Sitting on the toilet in a dimly-lit bathroom, a young woman hesitates before looking at her pregnancy test results. Her eyes widen and her heart pounds when she realizes it’s positive.
This is how a new ad, widely shared on social media as a Super Bowl ad, begins. The camera follows the young woman as she’s transported into a black-and-white world where two mobs scream at each other from behind the metal fences that separate them. To her right, abortion supporters shout, “My body, my choice!” On her left, pro-lifers yell back, “Choose life!”
A voiceover interrupts the chaos to console the woman: “They’re telling you that you’ve only got two choices. But the truth is, there’s three … You deserve to know: Adoption is an option.”
The ad, named “The Girl in the Middle,” comes from Adoption Is an Option, an initiative by the Opt Institute, an adoption advocacy nonprofit. Since its release, more than 1 million people on social media have scrolled past the video — a video that has sparked debate.
Within the pro-life movement itself, many leaders and influencers applauded the ad for placing a spotlight on adoption. Others challenged it for casting the pro-life movement as an angry one that insists women raise the children they give birth to instead of one that, in reality, champions adoption. Abortion ends the possibility of adoption; choosing life is essential for it to happen.
But beyond the immediate reactions, the ad invites us into a larger conversation about adoption. Even though the majority of Americans admire adoption, women facing unexpected pregnancies rarely consider it, according to Ryan Hanlon, former president and CEO of the National Council for Adoption and adjunct instructor at The Catholic University of America, and Elizabeth R. Kirk, assistant professor of law at CUA’s Columbus School of Law, where she co-directs its Center for Law and the Human Person.
In a piece for the Institute of Family Studies last year, which draws from a larger article and cites research funded by the Opt Institute, Hanlon and Kirk counted more than 2 million unintended pregnancies but only about 25,000 private domestic adoptions in the United States in 2022.
“Women facing an unplanned pregnancy are far more likely to choose to parent or to have an abortion than to place a child for adoption,” they wrote. “In fact, by a ratio of nearly 50:1, women choose to terminate a pregnancy rather than place that child for adoption.”
In a survey of birth mothers, they found only about 22% said they considered all of their options — abortion, adoption and parenting — at once while pregnant. Many more birth mothers (26.5%) considered only adoption and parenting than only abortion and adoption (9.6%). Another 20% considered adoption and parenting only after considering abortion.
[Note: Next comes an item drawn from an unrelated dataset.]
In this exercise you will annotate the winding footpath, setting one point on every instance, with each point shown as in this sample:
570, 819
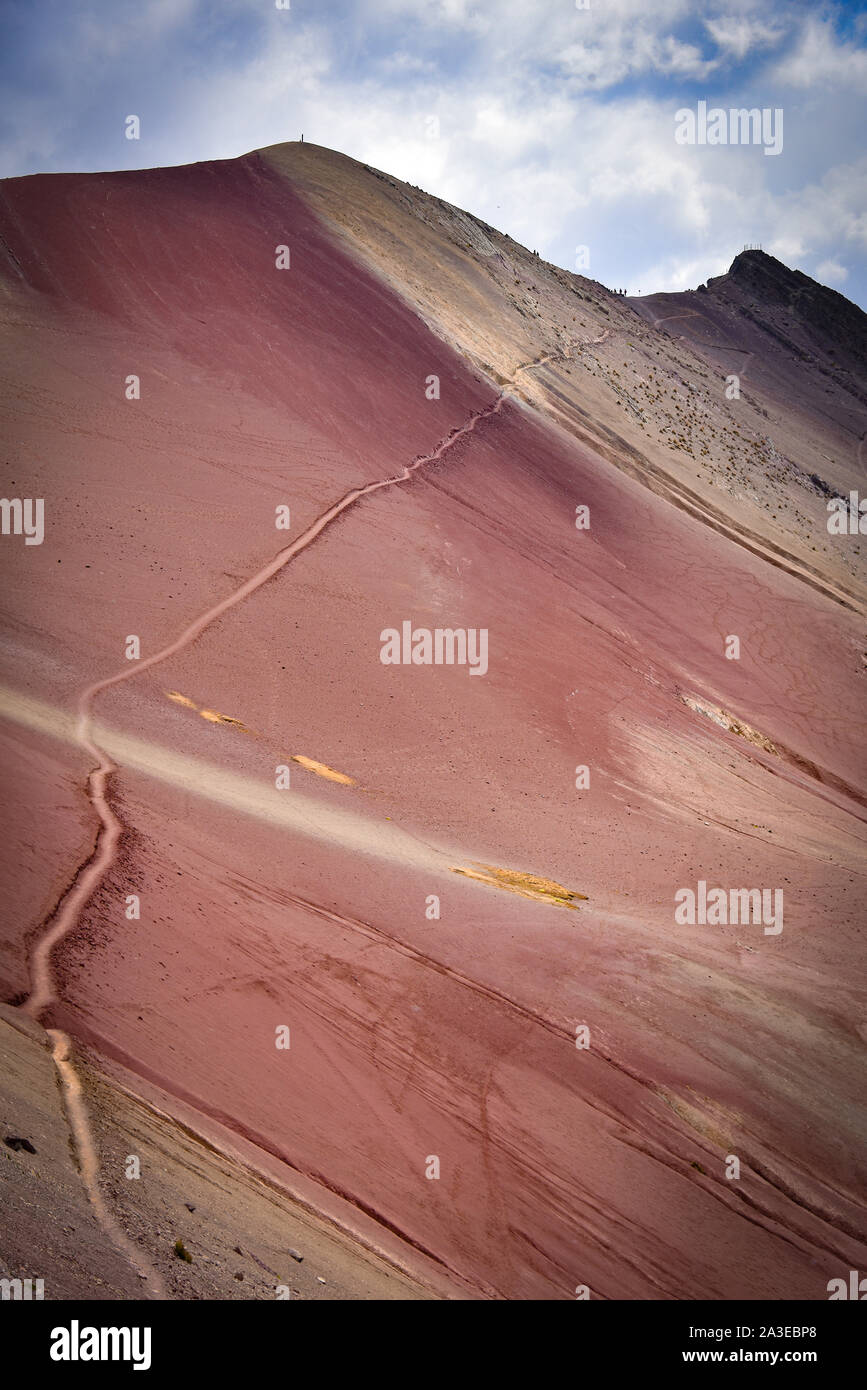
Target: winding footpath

Hanlon and Kirk identify three main barriers to adoption: Misinformation and confusion, social pressures for other options and emotional concerns. Among other things, they advocate for informing expectant parents that private domestic adoption is not foster care; that they can choose the adoptive family; that open adoptions are standard; that emotional, legal and financial support is available; and that most adoptees and birth parents see their adoption experiences positively.
They say this education — this information — empowers women to make real choices.
And perhaps, by examining ourselves, we can know something else as sons and daughters of God through adoption. We can see that adoption is a gift and that it comes at a cost. We can see that it spells out pain and sacrifice and promises new life and hope. Most of all, we can see that it means we are radically loved and called to radically love.
Birth mothers embody this radical, self-sacrificial love by wanting what is best for their children even if that means placing them with another family. Adoptive parents participate in it by loving another’s child as their own.
For the young woman in the ad, this is what adoption as an option should look like: A way to love and a way to choose life for her baby.